At the end, some solutions that were formulated to overcome the issues encountered, will provide a clear feedback over the decision taken in 2012.
Back in those days, the company’s board of directors had limited amount of time and resources to spend in a deep analysis and the most definitive and direct solution was preferred. Many different strategic decisions other than the extreme of selling the business were available. With the benefit of hindsight, we can go through all of them and rationally conclude which one was actually feasible.
Theoretical foundations
In the literature on vertical integration a lot of different approaches have been used to explain the development of integration or disintegration strategies. Among the Economic theories maybe the most used perspective is transaction cost economics (Williamson 1985). This model is based on the analysis of governance structure and its effects on transactions. The main point is that a transaction can be concluded in three different governance structures:
- Free Market: where each transaction is concluded with independent operators, through price equilibrium mechanisms.
- Full ownership: where transactions are concluded within the boundaries of a single company in a hierarchical form through formal governance mechanisms.
- Hybrid form: where both the above are mixed together.
This model allows dictating the most efficient of the above governance structure based solely on the level of transaction costs. Transaction costs are the expenses that have to be sustained in order to conclude any trade operation. Examples of transaction costs are related to negotiation, writing contracts, monitoring and selecting operators, managing information flows etc. The most efficient among the three governance structures above is simply the one with the lowest transaction costs assuming the same level of production. Previous studies have already suggested that transactions will be organized in-house only when the cost of this is lower than the transaction costs of using the market (Coase 1937). However some other elements of the transaction have to be taken into account in order to choose the proper governance structure, asset specificity, frequency and size, and uncertainty.
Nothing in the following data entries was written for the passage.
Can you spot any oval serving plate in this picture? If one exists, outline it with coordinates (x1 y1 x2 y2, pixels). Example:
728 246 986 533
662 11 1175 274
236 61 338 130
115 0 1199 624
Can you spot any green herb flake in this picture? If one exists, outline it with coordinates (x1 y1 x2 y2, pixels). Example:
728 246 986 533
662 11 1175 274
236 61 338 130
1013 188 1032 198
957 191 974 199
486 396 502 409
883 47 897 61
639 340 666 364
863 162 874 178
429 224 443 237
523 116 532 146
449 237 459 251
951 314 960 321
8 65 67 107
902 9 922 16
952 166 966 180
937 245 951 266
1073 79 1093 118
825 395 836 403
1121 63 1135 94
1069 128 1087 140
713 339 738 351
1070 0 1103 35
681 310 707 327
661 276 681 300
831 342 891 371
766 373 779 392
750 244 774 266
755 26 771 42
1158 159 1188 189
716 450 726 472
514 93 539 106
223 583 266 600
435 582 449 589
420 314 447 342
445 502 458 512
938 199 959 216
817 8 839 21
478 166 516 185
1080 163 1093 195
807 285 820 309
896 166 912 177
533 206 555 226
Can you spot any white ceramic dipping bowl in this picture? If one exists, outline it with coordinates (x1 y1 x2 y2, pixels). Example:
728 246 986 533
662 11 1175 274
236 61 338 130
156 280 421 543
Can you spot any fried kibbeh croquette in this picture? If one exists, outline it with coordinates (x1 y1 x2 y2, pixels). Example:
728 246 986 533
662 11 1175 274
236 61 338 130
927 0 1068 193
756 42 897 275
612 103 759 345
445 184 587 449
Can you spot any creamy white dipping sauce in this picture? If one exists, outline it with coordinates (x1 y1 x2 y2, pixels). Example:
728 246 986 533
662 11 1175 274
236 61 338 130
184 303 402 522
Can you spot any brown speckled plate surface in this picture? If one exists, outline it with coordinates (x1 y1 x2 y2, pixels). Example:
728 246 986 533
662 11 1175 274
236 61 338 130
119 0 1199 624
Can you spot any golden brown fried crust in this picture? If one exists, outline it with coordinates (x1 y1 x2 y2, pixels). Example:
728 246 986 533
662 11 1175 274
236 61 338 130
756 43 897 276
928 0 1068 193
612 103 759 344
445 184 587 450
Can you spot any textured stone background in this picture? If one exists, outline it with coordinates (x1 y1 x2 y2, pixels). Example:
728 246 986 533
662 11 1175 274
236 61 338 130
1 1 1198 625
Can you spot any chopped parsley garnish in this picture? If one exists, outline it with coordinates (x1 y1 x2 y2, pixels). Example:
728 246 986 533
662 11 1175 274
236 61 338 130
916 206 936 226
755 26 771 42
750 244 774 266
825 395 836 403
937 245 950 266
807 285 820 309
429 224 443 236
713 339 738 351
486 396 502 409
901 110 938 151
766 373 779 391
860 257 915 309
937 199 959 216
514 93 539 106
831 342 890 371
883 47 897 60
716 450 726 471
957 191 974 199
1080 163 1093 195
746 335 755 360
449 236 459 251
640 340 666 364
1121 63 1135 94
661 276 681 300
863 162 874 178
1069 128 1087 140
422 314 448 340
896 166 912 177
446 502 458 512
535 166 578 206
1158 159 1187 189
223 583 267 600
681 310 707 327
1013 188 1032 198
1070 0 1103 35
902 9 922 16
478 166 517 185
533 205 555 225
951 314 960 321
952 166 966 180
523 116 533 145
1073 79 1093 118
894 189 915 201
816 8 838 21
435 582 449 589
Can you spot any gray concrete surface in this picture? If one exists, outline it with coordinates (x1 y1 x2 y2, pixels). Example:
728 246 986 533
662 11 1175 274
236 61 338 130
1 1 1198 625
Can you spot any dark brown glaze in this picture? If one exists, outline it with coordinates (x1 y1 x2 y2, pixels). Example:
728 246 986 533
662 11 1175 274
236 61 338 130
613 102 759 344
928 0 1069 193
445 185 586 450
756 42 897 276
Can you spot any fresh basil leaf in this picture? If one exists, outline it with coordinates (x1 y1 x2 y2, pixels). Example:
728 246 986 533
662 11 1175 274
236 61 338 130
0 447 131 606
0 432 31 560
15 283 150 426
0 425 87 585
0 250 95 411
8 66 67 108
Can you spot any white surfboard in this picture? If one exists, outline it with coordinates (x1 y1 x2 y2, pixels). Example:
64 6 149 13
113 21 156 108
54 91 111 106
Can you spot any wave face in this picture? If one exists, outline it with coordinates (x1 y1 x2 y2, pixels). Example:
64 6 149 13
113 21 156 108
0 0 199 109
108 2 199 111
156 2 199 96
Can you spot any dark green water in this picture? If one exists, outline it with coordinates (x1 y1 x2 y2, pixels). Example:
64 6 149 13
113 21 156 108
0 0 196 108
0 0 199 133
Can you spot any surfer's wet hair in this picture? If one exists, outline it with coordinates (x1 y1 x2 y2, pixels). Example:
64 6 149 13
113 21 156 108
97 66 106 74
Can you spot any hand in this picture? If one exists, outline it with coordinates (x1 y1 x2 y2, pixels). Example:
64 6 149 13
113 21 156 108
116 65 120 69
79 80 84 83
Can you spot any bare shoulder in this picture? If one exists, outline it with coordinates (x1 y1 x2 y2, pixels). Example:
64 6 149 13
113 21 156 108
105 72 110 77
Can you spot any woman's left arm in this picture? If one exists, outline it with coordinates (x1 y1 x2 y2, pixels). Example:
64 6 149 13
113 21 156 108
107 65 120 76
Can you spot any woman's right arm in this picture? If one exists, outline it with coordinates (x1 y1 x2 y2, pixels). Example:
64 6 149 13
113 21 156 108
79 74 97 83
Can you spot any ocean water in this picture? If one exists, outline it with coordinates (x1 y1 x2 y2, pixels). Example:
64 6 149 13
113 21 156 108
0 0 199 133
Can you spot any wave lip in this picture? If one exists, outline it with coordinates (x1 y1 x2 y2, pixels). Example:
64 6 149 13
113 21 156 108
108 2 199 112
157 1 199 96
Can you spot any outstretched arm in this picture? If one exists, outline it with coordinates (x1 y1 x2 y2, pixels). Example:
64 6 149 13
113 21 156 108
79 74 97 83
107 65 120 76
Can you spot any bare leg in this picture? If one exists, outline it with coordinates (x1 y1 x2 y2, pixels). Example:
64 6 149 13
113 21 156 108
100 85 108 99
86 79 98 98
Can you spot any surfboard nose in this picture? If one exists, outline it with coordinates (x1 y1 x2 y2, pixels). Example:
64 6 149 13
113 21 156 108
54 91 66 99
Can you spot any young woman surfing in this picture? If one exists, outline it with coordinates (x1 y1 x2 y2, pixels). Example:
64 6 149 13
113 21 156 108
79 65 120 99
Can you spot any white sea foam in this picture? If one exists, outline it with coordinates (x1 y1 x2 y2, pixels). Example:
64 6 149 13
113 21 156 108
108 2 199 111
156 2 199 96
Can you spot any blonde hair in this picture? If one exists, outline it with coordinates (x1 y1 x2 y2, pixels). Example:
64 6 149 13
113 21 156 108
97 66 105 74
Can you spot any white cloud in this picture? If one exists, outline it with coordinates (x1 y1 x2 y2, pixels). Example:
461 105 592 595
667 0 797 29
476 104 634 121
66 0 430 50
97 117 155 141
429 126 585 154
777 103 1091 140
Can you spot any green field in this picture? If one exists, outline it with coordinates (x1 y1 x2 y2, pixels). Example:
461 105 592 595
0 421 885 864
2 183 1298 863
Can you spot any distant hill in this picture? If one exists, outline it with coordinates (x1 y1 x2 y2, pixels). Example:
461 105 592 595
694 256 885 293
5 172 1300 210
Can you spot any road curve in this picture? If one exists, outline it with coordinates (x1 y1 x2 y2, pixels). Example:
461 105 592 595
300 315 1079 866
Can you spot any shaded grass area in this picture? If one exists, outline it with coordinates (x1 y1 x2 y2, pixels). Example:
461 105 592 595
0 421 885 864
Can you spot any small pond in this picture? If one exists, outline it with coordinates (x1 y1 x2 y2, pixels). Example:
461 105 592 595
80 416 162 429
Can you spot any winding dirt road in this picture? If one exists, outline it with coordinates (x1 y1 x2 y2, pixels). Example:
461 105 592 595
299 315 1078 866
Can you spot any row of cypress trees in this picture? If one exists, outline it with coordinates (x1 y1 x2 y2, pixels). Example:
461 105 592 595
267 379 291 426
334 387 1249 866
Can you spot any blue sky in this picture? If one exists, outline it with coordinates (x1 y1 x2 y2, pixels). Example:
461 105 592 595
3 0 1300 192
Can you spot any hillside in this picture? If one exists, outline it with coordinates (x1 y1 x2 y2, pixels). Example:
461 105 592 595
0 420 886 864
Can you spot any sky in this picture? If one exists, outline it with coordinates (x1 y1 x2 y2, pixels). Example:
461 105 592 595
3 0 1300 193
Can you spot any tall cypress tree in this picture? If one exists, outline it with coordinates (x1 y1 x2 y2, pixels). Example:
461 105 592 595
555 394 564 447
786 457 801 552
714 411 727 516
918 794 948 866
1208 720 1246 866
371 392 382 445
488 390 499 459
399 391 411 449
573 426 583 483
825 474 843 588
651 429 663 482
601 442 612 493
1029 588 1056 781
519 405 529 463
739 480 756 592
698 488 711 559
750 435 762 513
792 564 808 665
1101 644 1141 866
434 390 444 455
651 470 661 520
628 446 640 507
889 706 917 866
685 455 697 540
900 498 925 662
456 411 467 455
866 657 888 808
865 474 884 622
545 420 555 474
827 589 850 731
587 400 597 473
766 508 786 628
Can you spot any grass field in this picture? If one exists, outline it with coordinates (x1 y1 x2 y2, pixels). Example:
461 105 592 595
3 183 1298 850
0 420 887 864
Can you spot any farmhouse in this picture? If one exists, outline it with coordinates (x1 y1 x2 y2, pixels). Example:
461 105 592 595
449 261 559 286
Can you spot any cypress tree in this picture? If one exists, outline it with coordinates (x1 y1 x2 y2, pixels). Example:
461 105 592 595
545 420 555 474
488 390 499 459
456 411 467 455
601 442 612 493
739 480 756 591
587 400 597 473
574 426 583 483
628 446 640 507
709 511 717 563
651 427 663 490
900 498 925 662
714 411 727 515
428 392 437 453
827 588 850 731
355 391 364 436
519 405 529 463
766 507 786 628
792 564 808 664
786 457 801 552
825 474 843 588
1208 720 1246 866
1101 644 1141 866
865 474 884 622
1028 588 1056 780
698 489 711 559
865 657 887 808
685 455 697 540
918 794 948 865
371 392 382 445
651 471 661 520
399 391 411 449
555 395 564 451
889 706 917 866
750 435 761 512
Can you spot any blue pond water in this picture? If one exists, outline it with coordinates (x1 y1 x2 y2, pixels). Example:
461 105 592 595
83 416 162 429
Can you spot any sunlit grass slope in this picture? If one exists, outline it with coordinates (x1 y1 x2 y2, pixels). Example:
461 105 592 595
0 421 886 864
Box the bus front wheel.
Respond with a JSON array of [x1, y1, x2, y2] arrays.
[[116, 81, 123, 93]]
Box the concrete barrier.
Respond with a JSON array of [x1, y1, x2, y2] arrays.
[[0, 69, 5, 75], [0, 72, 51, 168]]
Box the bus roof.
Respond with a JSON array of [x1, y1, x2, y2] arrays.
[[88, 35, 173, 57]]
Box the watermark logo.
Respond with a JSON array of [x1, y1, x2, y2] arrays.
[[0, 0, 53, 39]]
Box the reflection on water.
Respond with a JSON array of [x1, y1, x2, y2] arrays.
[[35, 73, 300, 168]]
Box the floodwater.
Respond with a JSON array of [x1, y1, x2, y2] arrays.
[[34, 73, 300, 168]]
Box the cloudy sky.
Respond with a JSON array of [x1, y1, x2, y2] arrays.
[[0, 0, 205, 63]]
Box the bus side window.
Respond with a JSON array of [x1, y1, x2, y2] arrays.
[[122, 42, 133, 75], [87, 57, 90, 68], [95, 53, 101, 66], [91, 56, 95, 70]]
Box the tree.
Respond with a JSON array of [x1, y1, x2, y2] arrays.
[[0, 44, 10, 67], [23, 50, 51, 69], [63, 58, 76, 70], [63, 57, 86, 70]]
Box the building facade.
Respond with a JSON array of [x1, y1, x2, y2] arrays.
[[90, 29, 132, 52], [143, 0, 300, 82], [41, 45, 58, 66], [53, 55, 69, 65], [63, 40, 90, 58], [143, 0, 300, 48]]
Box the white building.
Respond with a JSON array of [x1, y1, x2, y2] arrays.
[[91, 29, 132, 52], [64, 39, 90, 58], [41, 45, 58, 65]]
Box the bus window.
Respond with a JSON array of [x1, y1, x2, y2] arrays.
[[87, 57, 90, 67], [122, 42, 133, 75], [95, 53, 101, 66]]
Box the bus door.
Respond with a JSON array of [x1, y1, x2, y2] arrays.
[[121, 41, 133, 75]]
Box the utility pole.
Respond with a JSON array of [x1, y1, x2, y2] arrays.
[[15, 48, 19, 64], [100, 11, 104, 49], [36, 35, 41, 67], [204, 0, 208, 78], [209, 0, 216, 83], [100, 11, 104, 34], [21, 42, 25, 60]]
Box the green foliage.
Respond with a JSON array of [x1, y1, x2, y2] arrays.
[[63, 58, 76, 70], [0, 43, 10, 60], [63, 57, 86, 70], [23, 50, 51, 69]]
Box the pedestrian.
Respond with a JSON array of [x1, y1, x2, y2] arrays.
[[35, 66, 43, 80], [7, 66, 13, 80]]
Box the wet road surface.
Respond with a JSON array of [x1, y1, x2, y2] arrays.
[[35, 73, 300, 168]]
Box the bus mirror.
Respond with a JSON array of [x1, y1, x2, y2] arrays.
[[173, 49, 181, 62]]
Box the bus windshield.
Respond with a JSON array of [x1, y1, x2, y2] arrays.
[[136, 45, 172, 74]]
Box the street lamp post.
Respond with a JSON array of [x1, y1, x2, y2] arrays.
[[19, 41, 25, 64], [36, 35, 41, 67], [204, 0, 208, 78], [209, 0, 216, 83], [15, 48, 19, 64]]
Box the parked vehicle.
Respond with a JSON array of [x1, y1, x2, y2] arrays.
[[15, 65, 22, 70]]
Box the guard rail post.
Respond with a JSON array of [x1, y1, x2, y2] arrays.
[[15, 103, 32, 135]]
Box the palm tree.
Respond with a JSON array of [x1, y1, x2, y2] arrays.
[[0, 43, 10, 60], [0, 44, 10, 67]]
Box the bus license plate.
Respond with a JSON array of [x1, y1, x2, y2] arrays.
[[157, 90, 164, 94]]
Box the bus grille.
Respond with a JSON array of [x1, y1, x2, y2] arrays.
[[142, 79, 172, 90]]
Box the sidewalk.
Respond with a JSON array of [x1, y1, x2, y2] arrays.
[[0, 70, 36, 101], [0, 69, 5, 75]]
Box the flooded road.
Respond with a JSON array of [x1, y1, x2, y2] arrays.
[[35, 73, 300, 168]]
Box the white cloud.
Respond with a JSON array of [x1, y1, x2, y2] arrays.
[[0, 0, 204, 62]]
The three possible governance structures can be achieved through distinct strategies extensively described in the literature, vertical integration and disintegration. The level of integration determines the transaction governance strategy, free market is achieved through full disintegration, full ownership through integration and the hybrid forms are the result of quasi-integration. This model puts a strong emphasis on transactions, however it doesn’t take into account all the aspects of a strategic decision such as, competitors, market trends, and business environment. By combining strategic management theories with transaction costs theory is possible to make a proper analysis of integration strategies. It becomes very important to deepen the definitions on the whole spectrum of integration structures.